悪性の脳腫瘍の1つである神経膠腫の治療では、腫瘍を摘出する外科治療が行われます。しかし、周囲に浸潤しながら病変が広がることと、手術の際は可能な限り脳機能を温存する必要があることが影響し、手術のみでの根治が難しく、治療成績の改善は脳神経外科における大きな課題となっています。

テモゾロミドは膠芽腫を含む悪性神経膠腫などの治療時に使われる経口の抗がん剤です。悪性神経膠腫の標準治療では、手術で腫瘍を摘出する外科療法のあと、残った腫瘍に対して放射線治療とテモゾロミドを用いた化学療法が並行して実施されています。

しかしながら、テモゾロミドの治療効果は人によって差異があります。この差異にはMGMT遺伝子のプロモーターのメチル化(遺伝子発現を調節する仕組みのひとつ)が関連すると考えられています。これは、メチル化によりMGMTの発現が低下し、テモゾロミドの効果が相対的に高くなる可能性があるためです。このため、MGMTプロモーターのメチル化状態の測定は、治療効果や予後予測の評価に役立つと考えられます。

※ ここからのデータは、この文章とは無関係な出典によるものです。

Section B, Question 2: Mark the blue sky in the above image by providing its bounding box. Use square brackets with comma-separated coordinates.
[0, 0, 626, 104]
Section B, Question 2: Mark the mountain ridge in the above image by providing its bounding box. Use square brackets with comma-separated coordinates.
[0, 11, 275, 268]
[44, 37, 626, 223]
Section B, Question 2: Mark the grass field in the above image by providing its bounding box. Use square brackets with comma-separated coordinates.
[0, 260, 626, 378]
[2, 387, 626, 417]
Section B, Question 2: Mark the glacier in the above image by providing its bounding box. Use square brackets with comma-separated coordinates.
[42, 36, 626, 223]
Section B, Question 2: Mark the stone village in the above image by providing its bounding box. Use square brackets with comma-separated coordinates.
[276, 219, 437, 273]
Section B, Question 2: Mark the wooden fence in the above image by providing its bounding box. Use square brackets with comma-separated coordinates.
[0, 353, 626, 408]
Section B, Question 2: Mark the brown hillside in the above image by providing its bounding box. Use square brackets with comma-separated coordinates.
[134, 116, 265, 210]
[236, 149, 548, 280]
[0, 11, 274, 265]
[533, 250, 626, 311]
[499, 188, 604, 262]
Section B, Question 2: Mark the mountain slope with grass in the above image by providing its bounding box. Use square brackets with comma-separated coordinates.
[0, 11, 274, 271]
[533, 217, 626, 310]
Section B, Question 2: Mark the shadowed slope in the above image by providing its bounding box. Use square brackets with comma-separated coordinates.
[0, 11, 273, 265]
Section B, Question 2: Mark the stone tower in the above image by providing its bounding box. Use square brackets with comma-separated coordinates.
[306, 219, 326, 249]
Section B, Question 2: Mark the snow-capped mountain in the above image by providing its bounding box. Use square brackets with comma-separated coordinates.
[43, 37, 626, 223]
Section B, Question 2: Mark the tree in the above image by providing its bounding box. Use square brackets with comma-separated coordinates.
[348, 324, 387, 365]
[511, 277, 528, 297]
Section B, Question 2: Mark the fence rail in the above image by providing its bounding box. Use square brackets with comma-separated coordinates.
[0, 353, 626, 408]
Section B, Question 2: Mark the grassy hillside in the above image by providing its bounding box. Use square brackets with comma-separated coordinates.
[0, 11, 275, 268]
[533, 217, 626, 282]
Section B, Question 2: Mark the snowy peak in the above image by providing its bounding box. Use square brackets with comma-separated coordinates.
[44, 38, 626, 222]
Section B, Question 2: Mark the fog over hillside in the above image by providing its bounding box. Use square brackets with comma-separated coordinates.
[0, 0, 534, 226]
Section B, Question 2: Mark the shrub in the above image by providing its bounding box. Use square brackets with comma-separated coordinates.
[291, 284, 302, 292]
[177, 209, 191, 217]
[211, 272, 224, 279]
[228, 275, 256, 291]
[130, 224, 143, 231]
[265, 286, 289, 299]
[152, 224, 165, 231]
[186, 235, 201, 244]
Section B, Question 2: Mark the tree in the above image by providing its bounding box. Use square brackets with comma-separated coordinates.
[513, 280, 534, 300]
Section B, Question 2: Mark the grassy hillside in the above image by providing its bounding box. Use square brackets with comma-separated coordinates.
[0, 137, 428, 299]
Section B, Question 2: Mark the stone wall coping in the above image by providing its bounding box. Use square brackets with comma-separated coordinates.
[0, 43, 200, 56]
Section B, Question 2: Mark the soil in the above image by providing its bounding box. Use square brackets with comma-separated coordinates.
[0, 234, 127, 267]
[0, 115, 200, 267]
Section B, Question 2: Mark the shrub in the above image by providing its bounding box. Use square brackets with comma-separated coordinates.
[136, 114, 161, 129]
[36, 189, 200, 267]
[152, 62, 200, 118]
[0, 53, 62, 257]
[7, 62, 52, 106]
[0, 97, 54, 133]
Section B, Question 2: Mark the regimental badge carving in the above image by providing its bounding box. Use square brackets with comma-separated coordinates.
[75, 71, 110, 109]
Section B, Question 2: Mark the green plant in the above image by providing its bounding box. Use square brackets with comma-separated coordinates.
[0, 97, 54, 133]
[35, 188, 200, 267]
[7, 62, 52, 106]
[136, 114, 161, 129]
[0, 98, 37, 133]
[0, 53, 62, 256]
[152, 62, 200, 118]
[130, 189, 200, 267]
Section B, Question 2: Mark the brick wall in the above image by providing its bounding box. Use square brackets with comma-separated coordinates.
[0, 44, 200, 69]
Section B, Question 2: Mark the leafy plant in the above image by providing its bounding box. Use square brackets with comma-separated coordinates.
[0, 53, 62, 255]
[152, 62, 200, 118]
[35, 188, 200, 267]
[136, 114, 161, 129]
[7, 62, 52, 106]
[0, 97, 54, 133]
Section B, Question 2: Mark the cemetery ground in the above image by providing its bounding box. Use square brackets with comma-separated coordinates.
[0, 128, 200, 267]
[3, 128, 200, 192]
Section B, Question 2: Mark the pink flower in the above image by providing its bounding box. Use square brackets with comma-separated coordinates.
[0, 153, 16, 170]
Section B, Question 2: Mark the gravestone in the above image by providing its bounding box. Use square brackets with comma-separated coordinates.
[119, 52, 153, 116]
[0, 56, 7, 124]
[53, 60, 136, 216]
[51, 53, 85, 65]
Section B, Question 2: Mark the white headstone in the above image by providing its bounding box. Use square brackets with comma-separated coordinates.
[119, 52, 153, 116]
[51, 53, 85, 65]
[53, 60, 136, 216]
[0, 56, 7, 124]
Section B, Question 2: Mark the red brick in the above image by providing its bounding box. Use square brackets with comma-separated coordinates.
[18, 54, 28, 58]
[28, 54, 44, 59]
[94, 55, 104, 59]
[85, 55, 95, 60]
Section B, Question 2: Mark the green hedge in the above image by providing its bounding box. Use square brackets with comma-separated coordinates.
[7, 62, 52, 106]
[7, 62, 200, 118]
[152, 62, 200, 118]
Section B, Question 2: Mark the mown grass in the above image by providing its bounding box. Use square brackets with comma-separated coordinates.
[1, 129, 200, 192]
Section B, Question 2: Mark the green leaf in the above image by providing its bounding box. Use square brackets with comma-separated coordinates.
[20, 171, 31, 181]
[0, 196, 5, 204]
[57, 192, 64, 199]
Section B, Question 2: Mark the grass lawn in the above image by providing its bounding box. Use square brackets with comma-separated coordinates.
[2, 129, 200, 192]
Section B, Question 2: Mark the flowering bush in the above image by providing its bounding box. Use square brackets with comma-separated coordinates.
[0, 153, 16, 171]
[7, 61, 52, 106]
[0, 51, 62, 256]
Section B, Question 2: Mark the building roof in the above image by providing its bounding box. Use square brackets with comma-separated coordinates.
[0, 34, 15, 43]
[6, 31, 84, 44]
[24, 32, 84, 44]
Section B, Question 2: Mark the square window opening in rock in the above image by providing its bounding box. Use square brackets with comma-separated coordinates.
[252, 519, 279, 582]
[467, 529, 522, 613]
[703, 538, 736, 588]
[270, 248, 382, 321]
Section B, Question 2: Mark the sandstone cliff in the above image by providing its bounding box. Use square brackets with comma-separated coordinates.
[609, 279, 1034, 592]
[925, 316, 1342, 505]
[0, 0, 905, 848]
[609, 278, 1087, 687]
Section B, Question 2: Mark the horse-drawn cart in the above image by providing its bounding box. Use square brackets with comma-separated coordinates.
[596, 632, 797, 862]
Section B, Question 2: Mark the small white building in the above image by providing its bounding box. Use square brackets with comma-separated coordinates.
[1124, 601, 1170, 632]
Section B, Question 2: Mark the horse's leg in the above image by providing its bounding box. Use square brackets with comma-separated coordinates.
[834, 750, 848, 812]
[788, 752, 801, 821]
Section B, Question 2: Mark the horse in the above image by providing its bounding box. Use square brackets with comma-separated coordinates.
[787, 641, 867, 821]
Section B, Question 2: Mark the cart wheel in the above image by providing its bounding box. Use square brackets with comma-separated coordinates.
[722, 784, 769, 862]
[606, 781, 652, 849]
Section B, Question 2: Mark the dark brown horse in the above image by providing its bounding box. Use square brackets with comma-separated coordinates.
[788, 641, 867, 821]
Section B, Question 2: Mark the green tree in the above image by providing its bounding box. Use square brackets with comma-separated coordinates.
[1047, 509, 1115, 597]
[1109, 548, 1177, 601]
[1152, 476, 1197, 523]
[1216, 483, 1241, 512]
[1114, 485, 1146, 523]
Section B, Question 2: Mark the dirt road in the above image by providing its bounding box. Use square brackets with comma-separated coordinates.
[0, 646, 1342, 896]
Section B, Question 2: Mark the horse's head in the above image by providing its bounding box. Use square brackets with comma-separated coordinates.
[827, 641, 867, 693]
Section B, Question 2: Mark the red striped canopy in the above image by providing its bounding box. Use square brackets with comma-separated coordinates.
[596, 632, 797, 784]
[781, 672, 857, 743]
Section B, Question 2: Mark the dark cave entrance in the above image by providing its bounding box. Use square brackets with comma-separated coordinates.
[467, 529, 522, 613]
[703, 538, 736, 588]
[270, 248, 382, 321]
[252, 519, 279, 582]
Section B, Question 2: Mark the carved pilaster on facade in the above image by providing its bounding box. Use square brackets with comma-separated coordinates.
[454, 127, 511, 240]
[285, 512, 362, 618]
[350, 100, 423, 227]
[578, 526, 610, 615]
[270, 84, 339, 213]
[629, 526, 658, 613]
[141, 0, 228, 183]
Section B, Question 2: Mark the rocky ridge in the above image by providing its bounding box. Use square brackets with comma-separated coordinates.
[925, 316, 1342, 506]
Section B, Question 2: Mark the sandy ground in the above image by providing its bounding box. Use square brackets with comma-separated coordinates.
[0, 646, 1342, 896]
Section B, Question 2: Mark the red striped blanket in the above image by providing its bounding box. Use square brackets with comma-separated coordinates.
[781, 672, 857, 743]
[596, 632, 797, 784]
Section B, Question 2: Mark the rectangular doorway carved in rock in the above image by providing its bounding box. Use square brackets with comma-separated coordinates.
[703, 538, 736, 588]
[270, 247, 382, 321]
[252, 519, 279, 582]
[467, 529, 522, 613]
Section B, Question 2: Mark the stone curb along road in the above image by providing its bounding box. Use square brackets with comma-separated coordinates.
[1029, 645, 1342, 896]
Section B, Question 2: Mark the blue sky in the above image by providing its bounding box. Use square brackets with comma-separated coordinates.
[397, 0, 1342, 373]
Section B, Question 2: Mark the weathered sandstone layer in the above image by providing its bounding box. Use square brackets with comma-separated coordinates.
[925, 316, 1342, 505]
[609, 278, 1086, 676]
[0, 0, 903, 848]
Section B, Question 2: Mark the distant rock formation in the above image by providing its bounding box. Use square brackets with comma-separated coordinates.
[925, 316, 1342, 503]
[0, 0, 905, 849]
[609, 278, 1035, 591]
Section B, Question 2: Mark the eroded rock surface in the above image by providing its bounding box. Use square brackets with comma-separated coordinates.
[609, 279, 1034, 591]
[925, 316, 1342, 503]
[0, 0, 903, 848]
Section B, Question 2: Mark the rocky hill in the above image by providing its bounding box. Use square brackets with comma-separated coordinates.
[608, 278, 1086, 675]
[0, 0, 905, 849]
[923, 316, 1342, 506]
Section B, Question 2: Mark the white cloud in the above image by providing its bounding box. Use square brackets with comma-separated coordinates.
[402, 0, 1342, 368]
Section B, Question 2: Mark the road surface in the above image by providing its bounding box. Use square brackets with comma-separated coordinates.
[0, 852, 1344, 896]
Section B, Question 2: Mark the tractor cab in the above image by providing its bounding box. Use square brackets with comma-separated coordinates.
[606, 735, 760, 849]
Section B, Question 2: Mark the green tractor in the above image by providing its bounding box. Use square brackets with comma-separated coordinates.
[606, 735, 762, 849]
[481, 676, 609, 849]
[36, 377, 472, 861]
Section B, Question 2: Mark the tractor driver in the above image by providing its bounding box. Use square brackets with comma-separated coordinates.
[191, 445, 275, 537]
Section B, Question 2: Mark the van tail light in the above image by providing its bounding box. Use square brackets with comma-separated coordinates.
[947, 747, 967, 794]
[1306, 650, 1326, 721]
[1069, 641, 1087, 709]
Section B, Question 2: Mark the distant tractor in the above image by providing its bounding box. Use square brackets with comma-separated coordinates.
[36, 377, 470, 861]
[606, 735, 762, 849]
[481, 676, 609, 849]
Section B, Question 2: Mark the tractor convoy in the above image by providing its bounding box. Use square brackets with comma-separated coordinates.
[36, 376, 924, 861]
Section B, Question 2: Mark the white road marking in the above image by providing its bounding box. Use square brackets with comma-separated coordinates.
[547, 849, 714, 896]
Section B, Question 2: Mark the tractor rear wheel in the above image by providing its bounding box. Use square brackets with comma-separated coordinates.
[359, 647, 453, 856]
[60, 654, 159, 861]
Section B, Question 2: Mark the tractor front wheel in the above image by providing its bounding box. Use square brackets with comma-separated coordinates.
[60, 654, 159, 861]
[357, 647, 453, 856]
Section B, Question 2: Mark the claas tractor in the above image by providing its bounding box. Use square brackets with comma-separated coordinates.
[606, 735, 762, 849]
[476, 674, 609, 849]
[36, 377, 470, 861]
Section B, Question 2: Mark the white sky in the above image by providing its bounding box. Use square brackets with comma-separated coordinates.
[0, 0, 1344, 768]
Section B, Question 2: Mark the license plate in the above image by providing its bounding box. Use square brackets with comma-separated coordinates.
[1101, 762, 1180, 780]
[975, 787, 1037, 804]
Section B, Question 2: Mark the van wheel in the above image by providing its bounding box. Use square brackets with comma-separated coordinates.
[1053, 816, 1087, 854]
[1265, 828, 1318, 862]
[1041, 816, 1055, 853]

本研究は、上記の標準治療を行い、かつ術後に残った腫瘍体積がMRI画像上で測定可能である膠芽腫に罹患した患者さんを対象に、テモゾロミドを用いた治療前と治療後で残存した腫瘍の体積比と、MGMTプロモーターの一部(CpG74-89)に属するDNA配列のメチル化状態の相関について解析することで、テモゾロミドによる治療効果の検証を行いました。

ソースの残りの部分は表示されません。